The estimated 9 percent of college students who have symptoms of post-traumatic stress disorder (PTSD) are likely to drink more alcohol than peers without the psychological condition. In turn, heavy alcohol consumption worsens their PTSD symptoms over time, prolonging a vicious cycle.
These are the conclusions of the first empirical study to examine the influences the two phenomena have on each other; influences that had been theorized but never tested.
“College is a time of important developmental changes and a period of risk for heavy drinking, trauma exposure and post-traumatic stress symptoms,” said Jennifer P. Read, associate professor of psychology at the University at Buffalo and principle investigator on the study, published recently in the Journal of Abnormal Psychology.
“Heavy drinking is common on college campuses and related to risk for sexual assault, interpersonal violence and serious injury, any of which may trigger PTSD,” Read said in a news release.

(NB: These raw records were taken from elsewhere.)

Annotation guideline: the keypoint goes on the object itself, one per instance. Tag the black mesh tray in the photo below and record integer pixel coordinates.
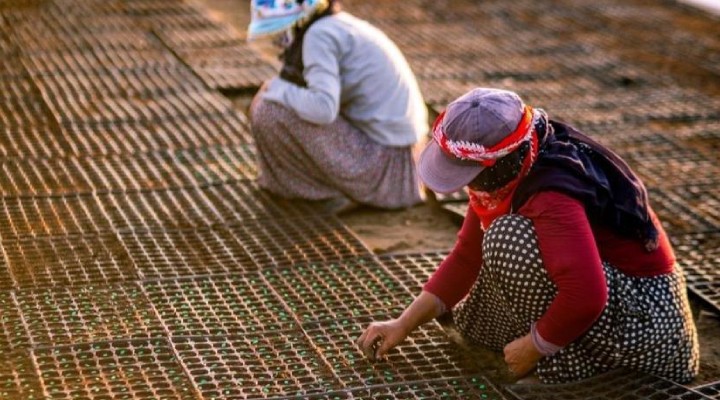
(699, 255)
(13, 334)
(676, 215)
(466, 388)
(145, 83)
(131, 369)
(56, 316)
(74, 260)
(332, 290)
(237, 304)
(98, 60)
(87, 110)
(241, 247)
(619, 384)
(254, 366)
(426, 354)
(711, 390)
(18, 377)
(143, 137)
(157, 170)
(413, 270)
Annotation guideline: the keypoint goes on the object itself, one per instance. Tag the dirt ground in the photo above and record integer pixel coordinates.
(425, 228)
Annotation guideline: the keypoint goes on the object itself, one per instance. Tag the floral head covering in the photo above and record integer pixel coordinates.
(273, 16)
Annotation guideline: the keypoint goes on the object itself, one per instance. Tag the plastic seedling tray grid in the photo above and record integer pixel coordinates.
(157, 170)
(73, 260)
(711, 390)
(101, 111)
(254, 366)
(12, 329)
(44, 216)
(123, 83)
(414, 269)
(677, 216)
(99, 61)
(426, 354)
(333, 290)
(467, 388)
(281, 242)
(236, 304)
(145, 137)
(699, 256)
(618, 384)
(18, 377)
(55, 316)
(123, 369)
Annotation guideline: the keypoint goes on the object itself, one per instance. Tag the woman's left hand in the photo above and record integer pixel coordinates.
(521, 356)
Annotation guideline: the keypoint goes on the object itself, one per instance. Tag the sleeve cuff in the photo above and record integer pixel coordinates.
(543, 346)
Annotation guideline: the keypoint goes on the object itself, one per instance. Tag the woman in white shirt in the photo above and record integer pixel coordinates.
(339, 123)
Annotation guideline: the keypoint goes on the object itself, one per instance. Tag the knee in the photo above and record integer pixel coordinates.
(511, 244)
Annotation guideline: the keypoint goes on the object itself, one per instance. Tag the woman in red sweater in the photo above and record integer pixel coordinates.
(560, 263)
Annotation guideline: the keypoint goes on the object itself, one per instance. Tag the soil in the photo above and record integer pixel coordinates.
(426, 228)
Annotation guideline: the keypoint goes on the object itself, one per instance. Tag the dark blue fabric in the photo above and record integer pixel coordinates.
(573, 164)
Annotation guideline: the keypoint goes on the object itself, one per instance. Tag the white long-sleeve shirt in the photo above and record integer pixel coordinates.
(354, 69)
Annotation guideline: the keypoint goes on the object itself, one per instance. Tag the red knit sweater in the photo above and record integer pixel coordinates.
(571, 250)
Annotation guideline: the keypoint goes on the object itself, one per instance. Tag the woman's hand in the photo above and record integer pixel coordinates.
(380, 337)
(521, 356)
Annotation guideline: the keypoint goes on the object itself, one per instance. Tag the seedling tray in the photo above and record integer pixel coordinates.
(73, 260)
(242, 247)
(237, 304)
(413, 270)
(123, 369)
(254, 366)
(120, 174)
(711, 390)
(699, 255)
(426, 354)
(618, 384)
(55, 316)
(332, 290)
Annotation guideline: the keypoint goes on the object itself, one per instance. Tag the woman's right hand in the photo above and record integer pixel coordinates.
(380, 337)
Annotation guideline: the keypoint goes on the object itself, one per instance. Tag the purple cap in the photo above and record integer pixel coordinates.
(482, 116)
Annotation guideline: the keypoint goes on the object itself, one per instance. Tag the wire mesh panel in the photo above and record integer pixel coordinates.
(351, 288)
(618, 384)
(72, 260)
(109, 110)
(711, 390)
(699, 255)
(174, 253)
(43, 139)
(42, 216)
(145, 82)
(676, 215)
(426, 354)
(12, 329)
(123, 369)
(218, 305)
(300, 240)
(254, 366)
(56, 316)
(476, 387)
(413, 270)
(157, 170)
(194, 207)
(98, 61)
(229, 129)
(18, 377)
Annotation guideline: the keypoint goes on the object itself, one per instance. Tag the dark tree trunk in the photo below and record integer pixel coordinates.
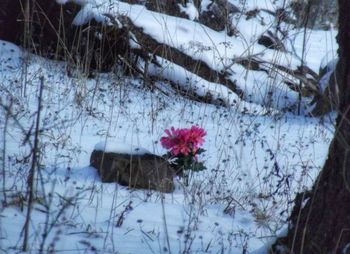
(323, 224)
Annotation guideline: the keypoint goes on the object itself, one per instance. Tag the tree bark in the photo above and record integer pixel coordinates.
(322, 225)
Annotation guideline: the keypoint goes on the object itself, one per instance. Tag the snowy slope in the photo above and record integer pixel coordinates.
(256, 163)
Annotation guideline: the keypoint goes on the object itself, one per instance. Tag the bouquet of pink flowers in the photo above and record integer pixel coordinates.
(184, 146)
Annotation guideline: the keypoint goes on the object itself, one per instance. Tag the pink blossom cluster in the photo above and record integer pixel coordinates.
(183, 141)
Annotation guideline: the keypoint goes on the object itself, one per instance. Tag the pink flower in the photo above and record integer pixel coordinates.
(183, 141)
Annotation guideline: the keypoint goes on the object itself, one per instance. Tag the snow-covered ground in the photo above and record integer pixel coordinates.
(256, 163)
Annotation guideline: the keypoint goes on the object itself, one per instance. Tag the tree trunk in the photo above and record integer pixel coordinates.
(322, 225)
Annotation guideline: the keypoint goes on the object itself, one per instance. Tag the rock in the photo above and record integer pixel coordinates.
(218, 15)
(145, 171)
(271, 41)
(315, 14)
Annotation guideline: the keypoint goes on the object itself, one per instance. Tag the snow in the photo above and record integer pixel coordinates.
(257, 159)
(121, 148)
(219, 51)
(190, 10)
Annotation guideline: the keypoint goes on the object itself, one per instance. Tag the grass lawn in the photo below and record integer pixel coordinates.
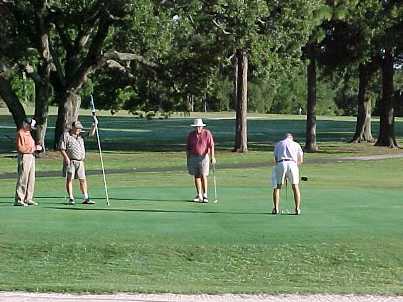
(152, 239)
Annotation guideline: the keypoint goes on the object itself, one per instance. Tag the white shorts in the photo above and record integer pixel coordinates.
(285, 169)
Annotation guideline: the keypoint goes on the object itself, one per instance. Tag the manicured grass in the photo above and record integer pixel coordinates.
(152, 239)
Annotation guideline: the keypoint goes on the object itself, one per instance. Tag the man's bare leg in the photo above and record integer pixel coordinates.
(276, 199)
(297, 198)
(198, 185)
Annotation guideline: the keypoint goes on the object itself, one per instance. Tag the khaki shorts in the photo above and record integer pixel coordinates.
(76, 169)
(198, 165)
(285, 169)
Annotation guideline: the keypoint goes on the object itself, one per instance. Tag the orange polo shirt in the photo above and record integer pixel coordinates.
(200, 144)
(25, 142)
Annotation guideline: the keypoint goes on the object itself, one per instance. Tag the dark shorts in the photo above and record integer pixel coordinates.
(198, 165)
(76, 169)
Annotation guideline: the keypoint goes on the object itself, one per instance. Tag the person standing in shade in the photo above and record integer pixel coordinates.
(288, 155)
(72, 148)
(26, 149)
(199, 154)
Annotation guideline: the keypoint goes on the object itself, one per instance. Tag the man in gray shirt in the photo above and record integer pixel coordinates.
(73, 151)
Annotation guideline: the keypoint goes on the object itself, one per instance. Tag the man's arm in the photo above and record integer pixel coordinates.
(212, 149)
(66, 158)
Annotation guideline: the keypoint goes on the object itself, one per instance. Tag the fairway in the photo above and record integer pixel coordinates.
(153, 239)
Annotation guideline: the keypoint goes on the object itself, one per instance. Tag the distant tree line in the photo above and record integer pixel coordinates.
(291, 56)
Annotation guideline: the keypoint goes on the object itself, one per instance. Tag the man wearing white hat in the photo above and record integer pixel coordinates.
(199, 152)
(72, 148)
(26, 148)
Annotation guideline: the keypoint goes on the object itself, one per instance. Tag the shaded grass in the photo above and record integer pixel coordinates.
(152, 239)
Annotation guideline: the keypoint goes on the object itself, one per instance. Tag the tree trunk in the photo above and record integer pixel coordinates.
(12, 101)
(363, 131)
(241, 134)
(41, 110)
(69, 106)
(310, 140)
(386, 128)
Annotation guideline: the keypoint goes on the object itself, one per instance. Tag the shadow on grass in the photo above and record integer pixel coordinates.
(159, 211)
(130, 134)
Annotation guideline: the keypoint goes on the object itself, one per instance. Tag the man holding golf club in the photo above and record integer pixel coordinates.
(26, 149)
(73, 151)
(199, 153)
(288, 155)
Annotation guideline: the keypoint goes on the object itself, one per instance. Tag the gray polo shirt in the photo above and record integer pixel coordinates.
(73, 145)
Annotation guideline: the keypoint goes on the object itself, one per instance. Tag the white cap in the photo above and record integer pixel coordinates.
(31, 122)
(198, 122)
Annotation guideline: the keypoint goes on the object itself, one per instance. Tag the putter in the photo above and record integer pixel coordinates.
(215, 186)
(100, 150)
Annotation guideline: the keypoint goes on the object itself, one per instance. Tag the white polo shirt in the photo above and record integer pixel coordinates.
(289, 150)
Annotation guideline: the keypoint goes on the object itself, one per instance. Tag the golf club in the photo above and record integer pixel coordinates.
(215, 185)
(99, 148)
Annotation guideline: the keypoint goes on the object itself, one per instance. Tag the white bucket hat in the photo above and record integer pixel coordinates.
(198, 122)
(31, 122)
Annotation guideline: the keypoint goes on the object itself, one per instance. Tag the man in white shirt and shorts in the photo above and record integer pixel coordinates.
(288, 155)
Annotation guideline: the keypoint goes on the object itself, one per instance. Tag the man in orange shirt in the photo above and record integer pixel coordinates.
(26, 148)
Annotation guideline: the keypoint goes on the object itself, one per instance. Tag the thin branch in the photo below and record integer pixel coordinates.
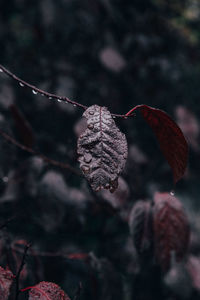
(43, 157)
(36, 90)
(17, 291)
(78, 291)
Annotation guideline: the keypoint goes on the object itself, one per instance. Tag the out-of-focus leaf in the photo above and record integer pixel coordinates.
(102, 149)
(193, 266)
(47, 291)
(189, 125)
(140, 223)
(171, 230)
(6, 279)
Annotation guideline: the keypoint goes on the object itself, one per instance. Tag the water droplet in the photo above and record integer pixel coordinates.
(85, 169)
(87, 157)
(5, 179)
(107, 186)
(90, 126)
(172, 193)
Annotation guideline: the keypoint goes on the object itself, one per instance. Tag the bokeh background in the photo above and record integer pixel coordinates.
(116, 54)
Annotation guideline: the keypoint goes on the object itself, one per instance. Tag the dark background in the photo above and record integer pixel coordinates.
(112, 53)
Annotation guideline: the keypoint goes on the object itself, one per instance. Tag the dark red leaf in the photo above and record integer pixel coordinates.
(6, 279)
(170, 137)
(171, 230)
(46, 291)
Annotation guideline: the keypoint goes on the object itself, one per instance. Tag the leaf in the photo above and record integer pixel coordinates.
(170, 137)
(6, 279)
(102, 149)
(193, 267)
(46, 291)
(171, 230)
(140, 223)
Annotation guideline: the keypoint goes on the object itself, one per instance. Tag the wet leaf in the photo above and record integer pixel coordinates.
(171, 230)
(6, 279)
(47, 291)
(102, 149)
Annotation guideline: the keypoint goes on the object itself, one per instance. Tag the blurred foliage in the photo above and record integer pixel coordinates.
(112, 53)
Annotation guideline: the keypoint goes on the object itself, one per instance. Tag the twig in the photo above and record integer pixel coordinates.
(36, 90)
(78, 291)
(17, 291)
(43, 157)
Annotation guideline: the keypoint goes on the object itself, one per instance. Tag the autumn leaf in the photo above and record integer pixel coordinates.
(102, 149)
(171, 230)
(170, 137)
(6, 279)
(46, 291)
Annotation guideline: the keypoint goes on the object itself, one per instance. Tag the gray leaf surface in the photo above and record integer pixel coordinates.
(102, 149)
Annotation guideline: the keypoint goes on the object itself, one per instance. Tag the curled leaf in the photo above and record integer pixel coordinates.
(170, 137)
(6, 279)
(47, 291)
(102, 149)
(171, 230)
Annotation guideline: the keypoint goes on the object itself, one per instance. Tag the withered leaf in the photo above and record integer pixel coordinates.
(6, 279)
(171, 230)
(47, 291)
(102, 149)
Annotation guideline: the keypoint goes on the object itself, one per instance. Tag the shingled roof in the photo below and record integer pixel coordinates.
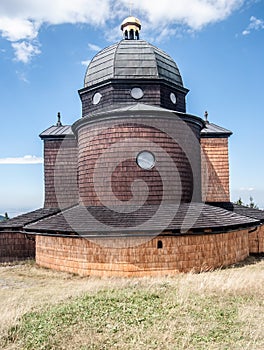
(191, 217)
(241, 210)
(213, 130)
(20, 221)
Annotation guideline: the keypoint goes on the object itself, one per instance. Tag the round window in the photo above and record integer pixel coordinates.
(97, 98)
(173, 98)
(137, 93)
(146, 160)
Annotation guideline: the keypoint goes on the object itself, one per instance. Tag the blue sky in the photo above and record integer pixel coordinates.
(46, 46)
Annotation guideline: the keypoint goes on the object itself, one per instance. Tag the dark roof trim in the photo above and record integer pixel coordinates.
(132, 112)
(57, 132)
(133, 81)
(213, 131)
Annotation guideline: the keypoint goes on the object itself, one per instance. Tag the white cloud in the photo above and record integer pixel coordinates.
(255, 24)
(22, 160)
(86, 63)
(193, 13)
(94, 47)
(24, 51)
(21, 20)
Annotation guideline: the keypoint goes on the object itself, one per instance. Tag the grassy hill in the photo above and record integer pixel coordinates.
(223, 309)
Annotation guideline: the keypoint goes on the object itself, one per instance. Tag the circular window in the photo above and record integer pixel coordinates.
(137, 93)
(173, 98)
(97, 98)
(146, 160)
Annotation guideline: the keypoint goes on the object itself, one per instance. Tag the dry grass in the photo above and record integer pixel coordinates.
(223, 309)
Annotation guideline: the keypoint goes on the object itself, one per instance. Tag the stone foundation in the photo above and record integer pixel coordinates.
(159, 256)
(16, 246)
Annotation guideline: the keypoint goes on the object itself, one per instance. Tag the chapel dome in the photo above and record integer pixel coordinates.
(132, 59)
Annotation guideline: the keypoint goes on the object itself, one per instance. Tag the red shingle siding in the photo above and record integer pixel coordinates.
(15, 246)
(215, 170)
(102, 175)
(141, 258)
(60, 170)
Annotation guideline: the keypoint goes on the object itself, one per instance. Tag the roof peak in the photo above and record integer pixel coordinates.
(131, 27)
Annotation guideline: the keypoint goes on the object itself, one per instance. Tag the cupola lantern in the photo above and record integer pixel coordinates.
(131, 27)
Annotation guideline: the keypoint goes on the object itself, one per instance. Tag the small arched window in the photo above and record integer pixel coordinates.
(160, 245)
(131, 34)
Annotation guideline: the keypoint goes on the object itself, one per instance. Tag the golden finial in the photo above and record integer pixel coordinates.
(131, 7)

The study examined the relationships between PTSD and heavy drinking in 486 students as they transitioned into college and at 11 additional points over the following three years.
“We show that alcohol use and associated problems are linked over time to an exacerbation in PTSD symptoms, and that PTSD symptoms show a similar effect on alcohol consumption,” Read said. “Each affects the other. As such, both PTSD and heavy drinking are risk factors for one another, each with implications for the other over the course of college.
“This information is useful and perhaps imperative for those who assist students dealing with these problems.”
Jeffery D. Wardell, UB doctoral candidate in clinical psychology, and Craig R. Colder, professor of clinical psychology, helped with the study.
Read’s research focuses on alcohol and other substance use in young adults. In a 2011 study of 3,000 college students, published in the journal Psychological Trauma, she found that about 9 percent met the criteria for PTSD, with the disorder found to be most common among those exposed to sexual and physical assault, most of whom were women.
A 2012 study by Read and colleagues found that the transition into college is marked by an escalation in heavy drinking, drug use and use-related negative consequences, and suggested interventions that may help to reduce problem substance use and ultimately help create a stronger transition into college and beyond.